Surgeons and anaesthetic surgeons from regions all over Ukraine gathered in Lviv, in late March and early April, for two HEST® courses delivered by our foundation.

 

Against the backdrop of continued trauma for the country, as Russian attacks intensify, our focus was to deliver our bespoke Hostile Environment Surgical Training courses: HEST A™ and HEST®, and to identify and train potential instructors – localising the teaching and the skills for the long-term future.

 

Faculty lead for anaesthesia, Ian Nesbitt, who trained in our HEST A™ course, said: “Every time we come and deliver training, we identify people who we think have potential to be instructors and to be Ukrainian faculty members. They’re incredibly impressive people.
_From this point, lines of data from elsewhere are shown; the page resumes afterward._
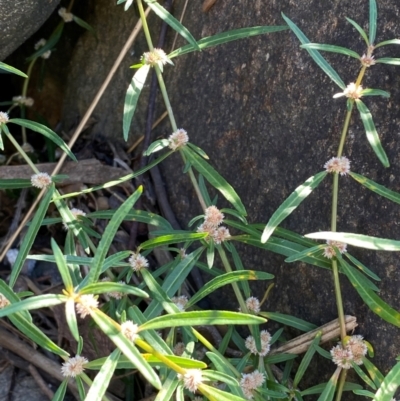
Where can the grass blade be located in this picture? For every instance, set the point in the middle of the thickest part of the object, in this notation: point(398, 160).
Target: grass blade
point(132, 97)
point(225, 37)
point(291, 203)
point(322, 63)
point(372, 135)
They have enthusiastically come back again and again, and we have trained them in some teaching techniques, and we’ve taught them with the exact skills that they use on this course, and they are now basically starting to run the courses themselves.”

 

Our foundation has been training surgeons in Ukraine since the war began over 3 years ago. In late March, 33 participants and 14 Instructor Potential candidates gather for the 5 day course. Uliana Kaschii a doctor and anaesthetist, originally from Mariupol is one of the Instructor Potential candidates. She was working in the frontline when she first heard about our HEST courses in 2014 and is now leading many of the trainings herself.

 

I came to do this course as an IP, and the last couple of months I felt a little burn out from the medicine, because I was really tired, I’ve been coping with a lot of stress, and I didn’t feel a lot of motivation from my environment, and the first day I came here I got this motivation for medicine again – yesterday I agreed to go to the front line again.

 

“From participating as an Instructor Potential, I like to see how the knowledge is spread, how we improve the anaesthetics field in Ukraine. In general I see the people who want to improve medicine and develop anaesthesia, and improve the care of the patient, and I love to see that in this course and see that we are moving somewhere in medicine.”

 

Our second course, HEST® for surgeons in early April, trained 39 participants and 5 Instructor Potential candidates.

 

Yaroslav Kulachek, a Ukrainian frontline surgeon and IP told us one of the most difficult things is working under fire, under missile strikes. “You have to perform the triage and you have choose who will live and who will die, because we don’t have the capacity. One of the most difficult is when you deal with children, and a lot of casualties who come to you and you see they’re not ill but it’s a war – when one human being tries to hurt or kill another human being. It’s most striking for a person to understand how horrible a war can be and what scars and consequences will be left after this.

 

I want for this course to share my knowledge with surgeons, and to help them improve their skills for the battlefield area and for those who need the surgical help, and any other kind of help for soldiers, civilians, children, no matter where they will work and with whom they will deal.”

 

Ian Nesbitt reflects:

 

We come, we teach, we go, we leave echoes behind us. And those echoes, I think, will grow and grow. They’re like a stone being thrown into a pond. The ripples will keep going. And that, I think, is one of the very exciting things that ultimately, these ripples will keep going by themselves without us being here.